Figure 1: Overview of Gar. Traditional re-ranking exclusively scores results seeded by the retriever. Gar (in green) adapts the re-ranking pool after each batch based on the computed scores and a pre-computed graph of the corpus.
The Gar approach constructs a corpus graph offline where nodes represent documents, and edges signify document similarity, calculated lexically or semantically. The graph's sparsity is controlled by limiting the number of edges per node, hence maintaining a feasible memory footprint. The re-ranking strategy alternates between processing items from the initial ranking pool and exploring the frontier set formed by the graph neighbors of high-scoring documents.
Experimental Evaluation
Experiments were conducted on TREC Deep Learning 2019 and MS MARCO datasets to evaluate Gar's efficacy. Test results indicate substantial improvements in both precision and recall metrics across various re-ranking pipelines. Notably, Gar enhances recall by incorporating documents initially absent from re-ranking candidates, leading to a significant increase in the nDCG and R@1k metrics when applied to BM25 candidate retrieval enhanced with dense re-ranking, e.g., MonoT5-base.

Figure 2: Performance of Gar when the number of neighbours in the corpus graph k and the batch size b vary. Each line represents a system from Table~\ref{tab:comp}
Implications and Future Work
The results underline the potential of incorporating document similarity-based feedback within re-ranking workflows. This paradigm shift allows search systems not only to improve recall without additional retrieval steps but also to maintain high-precision scores. Future research directions include optimizing the trade-off between computational efficiency and ranking quality, potentially exploring adaptive mechanisms within the re-ranking cycle to dynamically balance these concerns.

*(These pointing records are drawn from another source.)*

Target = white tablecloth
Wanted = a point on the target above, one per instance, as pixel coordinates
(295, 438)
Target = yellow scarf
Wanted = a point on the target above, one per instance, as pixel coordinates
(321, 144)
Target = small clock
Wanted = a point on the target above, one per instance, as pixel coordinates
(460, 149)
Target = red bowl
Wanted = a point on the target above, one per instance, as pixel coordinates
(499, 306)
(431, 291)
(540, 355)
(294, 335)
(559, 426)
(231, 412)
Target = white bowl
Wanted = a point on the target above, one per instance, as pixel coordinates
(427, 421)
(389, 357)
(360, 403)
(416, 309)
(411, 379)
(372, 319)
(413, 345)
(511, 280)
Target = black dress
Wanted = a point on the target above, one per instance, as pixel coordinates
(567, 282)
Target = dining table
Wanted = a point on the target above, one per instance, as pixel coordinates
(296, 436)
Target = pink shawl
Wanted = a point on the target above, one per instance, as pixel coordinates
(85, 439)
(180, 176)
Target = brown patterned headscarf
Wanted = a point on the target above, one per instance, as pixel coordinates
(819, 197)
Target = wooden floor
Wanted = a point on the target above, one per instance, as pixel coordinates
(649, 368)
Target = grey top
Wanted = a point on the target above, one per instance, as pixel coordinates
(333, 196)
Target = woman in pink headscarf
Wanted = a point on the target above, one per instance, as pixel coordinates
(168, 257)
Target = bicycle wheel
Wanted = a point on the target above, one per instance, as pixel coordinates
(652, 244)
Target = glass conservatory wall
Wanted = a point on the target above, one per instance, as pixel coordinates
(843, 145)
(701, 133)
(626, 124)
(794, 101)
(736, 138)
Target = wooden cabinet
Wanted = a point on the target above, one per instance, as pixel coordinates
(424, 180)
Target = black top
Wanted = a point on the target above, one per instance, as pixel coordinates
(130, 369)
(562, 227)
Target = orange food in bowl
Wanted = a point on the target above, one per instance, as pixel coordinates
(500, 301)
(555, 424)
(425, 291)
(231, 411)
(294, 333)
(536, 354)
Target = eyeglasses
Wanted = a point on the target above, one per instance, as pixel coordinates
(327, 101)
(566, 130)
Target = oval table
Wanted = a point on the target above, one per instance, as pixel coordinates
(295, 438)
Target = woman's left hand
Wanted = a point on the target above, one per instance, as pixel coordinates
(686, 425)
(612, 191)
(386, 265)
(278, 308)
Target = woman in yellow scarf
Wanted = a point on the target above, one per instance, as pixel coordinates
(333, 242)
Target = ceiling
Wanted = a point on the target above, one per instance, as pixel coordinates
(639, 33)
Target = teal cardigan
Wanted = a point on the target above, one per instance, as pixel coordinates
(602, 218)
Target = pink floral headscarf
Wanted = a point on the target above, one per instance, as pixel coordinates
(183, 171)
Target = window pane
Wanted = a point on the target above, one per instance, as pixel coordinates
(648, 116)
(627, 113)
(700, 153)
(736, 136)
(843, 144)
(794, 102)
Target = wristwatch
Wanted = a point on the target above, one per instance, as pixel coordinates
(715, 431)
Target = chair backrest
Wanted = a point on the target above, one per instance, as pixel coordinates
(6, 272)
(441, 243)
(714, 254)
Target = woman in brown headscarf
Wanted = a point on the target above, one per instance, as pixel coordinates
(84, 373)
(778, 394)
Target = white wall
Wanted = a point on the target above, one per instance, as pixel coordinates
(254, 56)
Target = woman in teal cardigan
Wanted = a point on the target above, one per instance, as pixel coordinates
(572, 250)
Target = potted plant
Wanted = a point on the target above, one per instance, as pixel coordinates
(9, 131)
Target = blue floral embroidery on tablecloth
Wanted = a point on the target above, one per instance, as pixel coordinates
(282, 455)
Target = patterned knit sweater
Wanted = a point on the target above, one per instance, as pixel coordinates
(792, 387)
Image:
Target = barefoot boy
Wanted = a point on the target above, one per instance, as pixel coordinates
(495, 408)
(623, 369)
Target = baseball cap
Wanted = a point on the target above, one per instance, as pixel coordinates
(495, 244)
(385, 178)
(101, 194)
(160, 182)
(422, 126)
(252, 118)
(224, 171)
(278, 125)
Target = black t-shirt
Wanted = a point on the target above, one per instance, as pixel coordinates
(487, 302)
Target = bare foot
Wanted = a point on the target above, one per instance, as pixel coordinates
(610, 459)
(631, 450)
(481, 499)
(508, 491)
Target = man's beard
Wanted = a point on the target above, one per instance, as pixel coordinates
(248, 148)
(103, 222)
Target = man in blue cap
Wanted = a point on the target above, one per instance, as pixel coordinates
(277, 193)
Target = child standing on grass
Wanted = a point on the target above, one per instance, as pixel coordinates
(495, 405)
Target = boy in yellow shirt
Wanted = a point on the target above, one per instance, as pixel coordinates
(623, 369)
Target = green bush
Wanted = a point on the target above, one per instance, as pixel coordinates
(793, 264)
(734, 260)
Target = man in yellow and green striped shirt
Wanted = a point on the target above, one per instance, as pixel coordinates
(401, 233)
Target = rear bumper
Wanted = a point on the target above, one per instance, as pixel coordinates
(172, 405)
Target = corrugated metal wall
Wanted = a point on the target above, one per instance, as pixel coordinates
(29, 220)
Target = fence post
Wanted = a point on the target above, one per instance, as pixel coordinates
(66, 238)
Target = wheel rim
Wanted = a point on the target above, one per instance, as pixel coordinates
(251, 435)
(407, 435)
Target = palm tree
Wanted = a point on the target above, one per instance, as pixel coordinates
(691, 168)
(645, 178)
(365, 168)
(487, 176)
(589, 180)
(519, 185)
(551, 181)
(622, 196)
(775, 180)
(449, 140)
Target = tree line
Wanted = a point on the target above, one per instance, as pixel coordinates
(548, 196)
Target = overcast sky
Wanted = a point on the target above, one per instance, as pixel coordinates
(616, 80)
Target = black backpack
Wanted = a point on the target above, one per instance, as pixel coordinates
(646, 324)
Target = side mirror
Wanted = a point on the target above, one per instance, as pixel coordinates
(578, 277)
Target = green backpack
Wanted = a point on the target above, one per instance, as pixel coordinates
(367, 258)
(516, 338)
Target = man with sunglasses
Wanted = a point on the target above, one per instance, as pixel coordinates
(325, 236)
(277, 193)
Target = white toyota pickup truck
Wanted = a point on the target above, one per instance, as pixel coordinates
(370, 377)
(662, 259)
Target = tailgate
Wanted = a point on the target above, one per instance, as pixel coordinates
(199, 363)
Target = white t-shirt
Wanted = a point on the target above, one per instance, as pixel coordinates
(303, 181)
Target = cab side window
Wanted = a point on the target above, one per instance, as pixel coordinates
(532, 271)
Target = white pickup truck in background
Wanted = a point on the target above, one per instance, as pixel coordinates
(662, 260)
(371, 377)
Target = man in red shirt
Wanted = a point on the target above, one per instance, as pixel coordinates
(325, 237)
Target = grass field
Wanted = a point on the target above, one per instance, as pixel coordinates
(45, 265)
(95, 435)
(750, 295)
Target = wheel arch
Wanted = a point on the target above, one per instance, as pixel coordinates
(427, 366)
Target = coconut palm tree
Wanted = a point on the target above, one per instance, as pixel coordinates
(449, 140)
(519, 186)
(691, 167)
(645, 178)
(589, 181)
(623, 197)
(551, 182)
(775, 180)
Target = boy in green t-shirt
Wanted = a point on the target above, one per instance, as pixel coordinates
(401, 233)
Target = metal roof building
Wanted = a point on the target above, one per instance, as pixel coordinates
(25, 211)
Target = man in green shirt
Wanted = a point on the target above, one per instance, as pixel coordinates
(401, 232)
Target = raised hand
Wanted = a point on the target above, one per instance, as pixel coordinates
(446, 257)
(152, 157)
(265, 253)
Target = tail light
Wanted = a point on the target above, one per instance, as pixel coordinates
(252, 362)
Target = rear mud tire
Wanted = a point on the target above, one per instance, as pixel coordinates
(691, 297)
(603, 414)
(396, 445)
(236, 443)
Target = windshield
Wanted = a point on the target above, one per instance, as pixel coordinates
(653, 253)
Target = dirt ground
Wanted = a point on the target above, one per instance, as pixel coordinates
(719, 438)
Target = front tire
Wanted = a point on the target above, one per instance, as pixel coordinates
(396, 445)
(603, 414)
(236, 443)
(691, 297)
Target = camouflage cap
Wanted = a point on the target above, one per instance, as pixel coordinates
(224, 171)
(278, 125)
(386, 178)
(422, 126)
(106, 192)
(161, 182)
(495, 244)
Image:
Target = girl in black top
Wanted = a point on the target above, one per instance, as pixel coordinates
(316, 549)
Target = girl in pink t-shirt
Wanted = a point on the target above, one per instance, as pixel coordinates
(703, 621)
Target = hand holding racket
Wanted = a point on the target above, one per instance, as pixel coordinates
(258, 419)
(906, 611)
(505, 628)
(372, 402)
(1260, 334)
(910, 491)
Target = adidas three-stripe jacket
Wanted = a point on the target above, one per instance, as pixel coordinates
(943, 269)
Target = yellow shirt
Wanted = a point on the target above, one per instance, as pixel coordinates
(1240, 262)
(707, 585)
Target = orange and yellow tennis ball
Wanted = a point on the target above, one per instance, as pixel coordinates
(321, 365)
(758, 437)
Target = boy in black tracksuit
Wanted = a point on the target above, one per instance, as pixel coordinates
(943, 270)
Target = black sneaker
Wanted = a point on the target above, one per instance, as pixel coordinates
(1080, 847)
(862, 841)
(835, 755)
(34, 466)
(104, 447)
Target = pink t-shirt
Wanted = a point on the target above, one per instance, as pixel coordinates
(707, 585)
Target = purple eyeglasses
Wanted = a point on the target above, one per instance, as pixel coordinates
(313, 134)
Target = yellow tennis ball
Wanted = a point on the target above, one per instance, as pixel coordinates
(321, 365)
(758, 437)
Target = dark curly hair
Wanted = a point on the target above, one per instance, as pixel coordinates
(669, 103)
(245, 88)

Moreover, Gar's foundation suggests a more strategic approach to closed-loop learning and explore-exploit scenarios in information retrieval systems. The use of corpus graphs could further be enhanced with learned embeddings and optimized for higher-order connections, broadening its applicability across various domains of information systems and retrieval-centric applications.
Conclusion
The paper makes a significant contribution to the field of information retrieval by addressing recall limitations inherent to traditional re-ranking methodologies. By embedding a feedback loop in re-ranking, Gar effectively identifies overlooked relevant documents, thus enhancing both recall and precision. The adaptability and minimal overhead associated with Gar offer a promising step towards more responsive and precise search systems. The innovative use of corpus graphs to guide adaptive re-ranking lays the groundwork for future explorations into sophisticated retrieval mechanisms that integrate clustered document contexts.